1. 3 days: make the ISO build and boot (anonym + intrigeri)
2. 3 days: loop over "port some of the test suite, fix regressions in
   our code to make the ported tests pass" (anonym + intrigeri)
3. 1 day: give our technical writers a list of software that has
   changed in a way that may affect our documentation, so they can
   update it (anonym + intrigeri)
4. 3 days: update the doc (sajolida & his amazing tech writing band)

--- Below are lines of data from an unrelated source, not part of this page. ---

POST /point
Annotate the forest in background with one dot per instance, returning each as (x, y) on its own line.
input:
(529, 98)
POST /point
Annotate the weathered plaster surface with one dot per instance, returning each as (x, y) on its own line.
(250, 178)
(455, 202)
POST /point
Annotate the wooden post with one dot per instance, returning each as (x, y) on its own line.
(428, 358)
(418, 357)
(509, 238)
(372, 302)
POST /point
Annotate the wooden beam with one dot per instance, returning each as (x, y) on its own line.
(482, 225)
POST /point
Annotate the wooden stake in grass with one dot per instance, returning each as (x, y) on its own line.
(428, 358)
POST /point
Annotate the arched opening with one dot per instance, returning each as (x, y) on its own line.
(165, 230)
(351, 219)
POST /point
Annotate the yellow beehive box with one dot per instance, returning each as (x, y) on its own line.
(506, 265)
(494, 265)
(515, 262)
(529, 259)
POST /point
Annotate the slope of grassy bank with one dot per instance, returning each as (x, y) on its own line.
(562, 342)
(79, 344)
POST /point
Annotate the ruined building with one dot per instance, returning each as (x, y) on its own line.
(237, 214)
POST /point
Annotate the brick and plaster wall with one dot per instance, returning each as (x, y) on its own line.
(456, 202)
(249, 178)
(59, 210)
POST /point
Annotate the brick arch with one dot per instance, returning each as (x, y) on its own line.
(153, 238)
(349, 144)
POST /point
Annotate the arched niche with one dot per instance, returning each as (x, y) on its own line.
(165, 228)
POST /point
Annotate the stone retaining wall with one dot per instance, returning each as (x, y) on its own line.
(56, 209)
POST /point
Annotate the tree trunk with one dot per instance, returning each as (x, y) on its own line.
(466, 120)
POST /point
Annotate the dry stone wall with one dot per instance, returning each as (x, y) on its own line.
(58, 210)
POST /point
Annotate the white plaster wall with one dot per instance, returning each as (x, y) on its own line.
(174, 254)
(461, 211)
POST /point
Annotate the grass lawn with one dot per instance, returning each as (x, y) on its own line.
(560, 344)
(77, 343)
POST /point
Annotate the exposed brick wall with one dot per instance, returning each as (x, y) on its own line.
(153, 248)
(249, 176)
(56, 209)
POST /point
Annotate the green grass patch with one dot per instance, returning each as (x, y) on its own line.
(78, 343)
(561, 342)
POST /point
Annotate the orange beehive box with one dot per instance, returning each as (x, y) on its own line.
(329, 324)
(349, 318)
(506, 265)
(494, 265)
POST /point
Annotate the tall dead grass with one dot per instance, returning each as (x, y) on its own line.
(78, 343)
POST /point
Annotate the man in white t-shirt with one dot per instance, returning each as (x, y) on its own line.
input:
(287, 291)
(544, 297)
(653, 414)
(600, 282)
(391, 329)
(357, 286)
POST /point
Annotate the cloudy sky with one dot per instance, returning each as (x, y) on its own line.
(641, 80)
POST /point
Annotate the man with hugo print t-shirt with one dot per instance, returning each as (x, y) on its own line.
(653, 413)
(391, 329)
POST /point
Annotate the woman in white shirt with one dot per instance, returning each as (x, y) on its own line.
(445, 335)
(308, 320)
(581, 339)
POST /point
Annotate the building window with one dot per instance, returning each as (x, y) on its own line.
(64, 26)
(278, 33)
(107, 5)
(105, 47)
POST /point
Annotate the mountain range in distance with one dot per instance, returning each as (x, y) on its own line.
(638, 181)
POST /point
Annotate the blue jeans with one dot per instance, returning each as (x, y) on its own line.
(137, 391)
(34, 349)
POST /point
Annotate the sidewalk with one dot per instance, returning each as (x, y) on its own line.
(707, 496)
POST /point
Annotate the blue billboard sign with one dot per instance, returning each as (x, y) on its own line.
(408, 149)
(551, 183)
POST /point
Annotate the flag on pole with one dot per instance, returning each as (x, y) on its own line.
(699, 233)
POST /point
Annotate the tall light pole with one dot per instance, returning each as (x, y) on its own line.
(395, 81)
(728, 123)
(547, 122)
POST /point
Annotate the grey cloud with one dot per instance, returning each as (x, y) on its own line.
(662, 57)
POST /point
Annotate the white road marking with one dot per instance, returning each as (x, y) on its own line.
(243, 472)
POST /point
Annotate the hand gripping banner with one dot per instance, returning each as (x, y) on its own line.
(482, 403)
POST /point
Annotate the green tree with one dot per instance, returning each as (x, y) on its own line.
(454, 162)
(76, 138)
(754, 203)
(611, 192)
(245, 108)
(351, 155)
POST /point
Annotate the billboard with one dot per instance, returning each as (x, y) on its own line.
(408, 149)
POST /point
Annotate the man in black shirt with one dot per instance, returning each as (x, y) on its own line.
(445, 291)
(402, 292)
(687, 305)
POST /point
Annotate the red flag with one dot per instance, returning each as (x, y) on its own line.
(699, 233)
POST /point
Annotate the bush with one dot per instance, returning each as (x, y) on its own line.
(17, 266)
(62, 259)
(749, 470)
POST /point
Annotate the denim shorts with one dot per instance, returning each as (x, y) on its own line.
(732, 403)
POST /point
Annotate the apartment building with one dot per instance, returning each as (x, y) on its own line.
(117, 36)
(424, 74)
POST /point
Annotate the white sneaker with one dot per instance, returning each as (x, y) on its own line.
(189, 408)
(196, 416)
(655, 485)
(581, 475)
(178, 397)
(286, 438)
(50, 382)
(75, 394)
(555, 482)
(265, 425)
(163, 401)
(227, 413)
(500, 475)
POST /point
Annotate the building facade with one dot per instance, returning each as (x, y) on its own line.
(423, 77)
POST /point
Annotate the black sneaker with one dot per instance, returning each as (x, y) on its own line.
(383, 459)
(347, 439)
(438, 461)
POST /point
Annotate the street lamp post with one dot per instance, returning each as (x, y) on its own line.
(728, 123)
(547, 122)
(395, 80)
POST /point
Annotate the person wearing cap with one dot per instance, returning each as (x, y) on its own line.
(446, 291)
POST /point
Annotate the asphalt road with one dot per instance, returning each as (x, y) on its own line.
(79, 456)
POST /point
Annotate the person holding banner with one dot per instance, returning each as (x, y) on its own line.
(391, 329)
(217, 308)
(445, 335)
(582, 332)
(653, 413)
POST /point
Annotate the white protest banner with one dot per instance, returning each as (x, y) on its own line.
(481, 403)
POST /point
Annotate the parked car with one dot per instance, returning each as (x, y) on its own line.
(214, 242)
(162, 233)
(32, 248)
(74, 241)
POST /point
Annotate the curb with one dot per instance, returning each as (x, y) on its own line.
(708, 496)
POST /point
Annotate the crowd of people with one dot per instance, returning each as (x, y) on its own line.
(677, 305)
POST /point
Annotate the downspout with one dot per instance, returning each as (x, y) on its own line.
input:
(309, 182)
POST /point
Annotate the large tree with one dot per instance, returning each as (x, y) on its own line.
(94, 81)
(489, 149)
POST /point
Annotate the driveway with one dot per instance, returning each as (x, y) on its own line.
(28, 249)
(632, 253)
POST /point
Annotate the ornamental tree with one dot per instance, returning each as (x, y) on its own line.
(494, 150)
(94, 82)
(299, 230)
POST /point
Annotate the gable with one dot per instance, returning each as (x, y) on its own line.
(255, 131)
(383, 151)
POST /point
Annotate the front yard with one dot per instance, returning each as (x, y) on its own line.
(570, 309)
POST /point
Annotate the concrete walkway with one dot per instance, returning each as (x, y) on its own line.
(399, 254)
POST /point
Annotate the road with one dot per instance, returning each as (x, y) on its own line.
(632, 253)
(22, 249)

If we eventually decide to postpone our migration to Stretch, some of
this work will be wasted, and hopefully some won't. To minimize the
amount of wasted work in the worst case, we should be ready to give up
in the middle of the afore-described process, if we notice it's going
to take us more time than "Y days".

While doing this we should carefully gather the data we did not get
during the Stretch cycle, in particular:

1. How would we address security issues fixed in sid but not in
   testing? (see the "Stretch cycle" section for details)
2. How can developers convey to technical writers what changes may
   affect the documentation? (see ideas in the "Documentation" section
   above)
3. Thanks to #2, can we identify what piece of doc needs updating
   _without_ having to test the entire documentation every
   three months?

When deciding what X and Y should be, and when analyzing how the
experiment went, we shall keep in mind that Debian testing changes _a
lot_ when the gates open after the freeze. It's not exactly the time
when it's the most reliable, even though there's been big progress in
this area. And there are lots of library transitions going on, that
could be painful for us, even though there's been big progress here as
well. In other words, the delta between Stretch and "Buster in
October" will be substantially bigger than what will happen during the
next 3-months cycles, and the porting work will be close to the
maximum one can expect during these 3-months cycles.